11 February 2008
With the Columbus mission well under way, the space station programme has assigned crews for the next flight opportunities. Belgian ESA astronaut Frank De Winne joins Expedition 19 and will spend six months on the ISS in 2009. In May 2009, he will fly together with Russian cosmonaut Yuri Lonchakov and Canadian Space Agency astronaut Robert Thirsk on a Russian Soyuz spacecraft to the ISS.
The arrival of Frank De Winne and his two crewmates will for the first time expand the station’s crew size to six. They will join Russian cosmonaut Gennady Padalka, the Expedition 19 commander, and NASA astronauts Michael Barratt and Nicole Stott. By then, the Japanese Kibo laboratory will also be attached to the ISS.

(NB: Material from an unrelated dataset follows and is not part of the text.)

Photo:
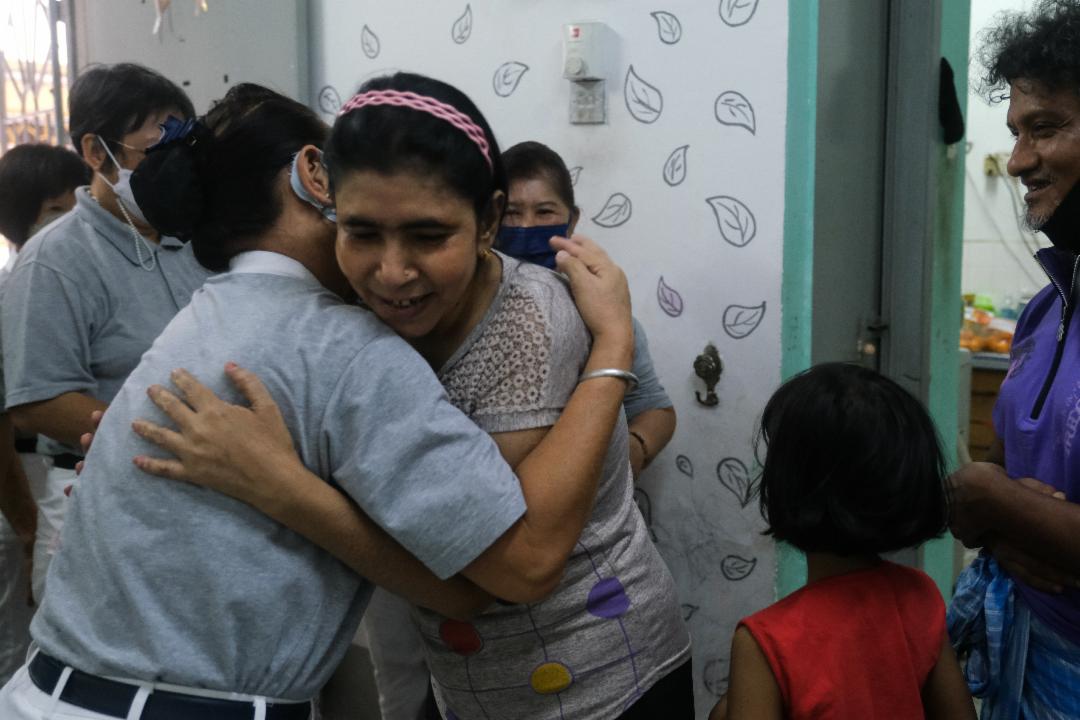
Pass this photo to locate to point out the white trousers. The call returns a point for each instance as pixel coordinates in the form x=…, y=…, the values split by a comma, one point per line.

Frank De Winne has been back-up for French ESA astronaut Léopold Eyharts for the ongoing Columbus mission. Like Eyharts, De Winne trained on the Shuttle, the ISS and on Columbus and the ATV. He is therefore already very familiar with those spacecraft. Moreover, he spent 12 days in space and onboard the ISS in 2002 for ESA’s Odissea mission. On 30 October 2002, he launched with the new Russian Soyuz TMA-1 spacecraft from Baikonur Cosmodrome in Kazakhstan; during that mission, Frank De Winne carried out a complete package of scientific experiments, technology demonstrations and education activities.
The back-up for Frank De Winne for the second European long-term mission to the ISS in May 2009 will be André Kuipers, ESA astronaut of Dutch nationality. Kuipers has also already been to the ISS. He flew in April 2004 on the Russian Soyuz TMA-4 spacecraft and spent 12 days in space during the Delta mission. Like De Winne he conducted a fully-fledged package of scientific experiments, technology demonstrations and education activities.

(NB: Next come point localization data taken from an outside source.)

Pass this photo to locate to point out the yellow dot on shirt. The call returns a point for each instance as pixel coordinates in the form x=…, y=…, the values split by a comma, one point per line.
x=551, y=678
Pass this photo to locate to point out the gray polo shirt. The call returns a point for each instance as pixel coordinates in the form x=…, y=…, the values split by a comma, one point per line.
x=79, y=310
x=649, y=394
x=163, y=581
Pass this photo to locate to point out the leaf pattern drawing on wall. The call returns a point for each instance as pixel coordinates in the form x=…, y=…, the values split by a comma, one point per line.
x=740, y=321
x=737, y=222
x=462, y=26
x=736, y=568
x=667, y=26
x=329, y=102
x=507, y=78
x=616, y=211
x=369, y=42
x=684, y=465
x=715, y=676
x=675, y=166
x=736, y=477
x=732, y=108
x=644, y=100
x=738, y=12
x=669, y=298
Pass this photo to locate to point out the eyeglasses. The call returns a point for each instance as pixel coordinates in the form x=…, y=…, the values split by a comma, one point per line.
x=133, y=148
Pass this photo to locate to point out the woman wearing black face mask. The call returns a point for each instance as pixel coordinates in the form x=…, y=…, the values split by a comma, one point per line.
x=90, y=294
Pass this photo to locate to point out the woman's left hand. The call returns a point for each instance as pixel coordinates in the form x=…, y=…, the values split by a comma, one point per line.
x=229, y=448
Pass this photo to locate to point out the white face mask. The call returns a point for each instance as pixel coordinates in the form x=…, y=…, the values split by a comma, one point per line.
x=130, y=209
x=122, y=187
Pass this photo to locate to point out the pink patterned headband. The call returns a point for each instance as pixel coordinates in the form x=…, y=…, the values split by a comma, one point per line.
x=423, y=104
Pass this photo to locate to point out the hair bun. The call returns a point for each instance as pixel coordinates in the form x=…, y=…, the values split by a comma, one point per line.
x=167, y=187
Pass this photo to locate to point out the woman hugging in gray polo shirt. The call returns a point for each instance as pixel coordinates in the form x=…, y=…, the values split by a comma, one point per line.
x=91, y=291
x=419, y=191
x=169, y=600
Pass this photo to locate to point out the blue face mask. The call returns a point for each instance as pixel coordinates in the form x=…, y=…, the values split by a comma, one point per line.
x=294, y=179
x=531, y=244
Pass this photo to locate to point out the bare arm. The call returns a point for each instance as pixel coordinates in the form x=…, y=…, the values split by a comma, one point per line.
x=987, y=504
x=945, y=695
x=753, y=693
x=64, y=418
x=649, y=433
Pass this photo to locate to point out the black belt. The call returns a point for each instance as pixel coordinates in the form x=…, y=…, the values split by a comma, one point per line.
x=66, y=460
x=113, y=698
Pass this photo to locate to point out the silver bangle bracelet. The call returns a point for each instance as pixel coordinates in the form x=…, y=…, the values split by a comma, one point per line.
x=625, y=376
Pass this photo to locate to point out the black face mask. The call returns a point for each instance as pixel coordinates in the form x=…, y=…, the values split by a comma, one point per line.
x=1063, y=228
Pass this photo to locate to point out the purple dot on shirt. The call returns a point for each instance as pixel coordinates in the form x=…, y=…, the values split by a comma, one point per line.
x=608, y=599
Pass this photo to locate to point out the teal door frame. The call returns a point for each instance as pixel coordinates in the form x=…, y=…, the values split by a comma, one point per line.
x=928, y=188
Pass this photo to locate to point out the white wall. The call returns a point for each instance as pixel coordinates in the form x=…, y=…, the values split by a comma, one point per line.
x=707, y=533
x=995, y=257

Once the European Columbus laboratory has been attached to the ISS, ESA will not only be an essential operational partner in the ISS, but will also have a 8.3% share in the station's resources. The corresponding share in crew time allows ESA to send one European astronaut for a six-month stay on the ISS every second year. Frank De Winne’s flight is based on this part of the agreement between the ISS programme partners. He will conduct scientific experiments, technology demonstrations and educational activities during his stay on the ISS, along with various operational tasks on all the station's international elements.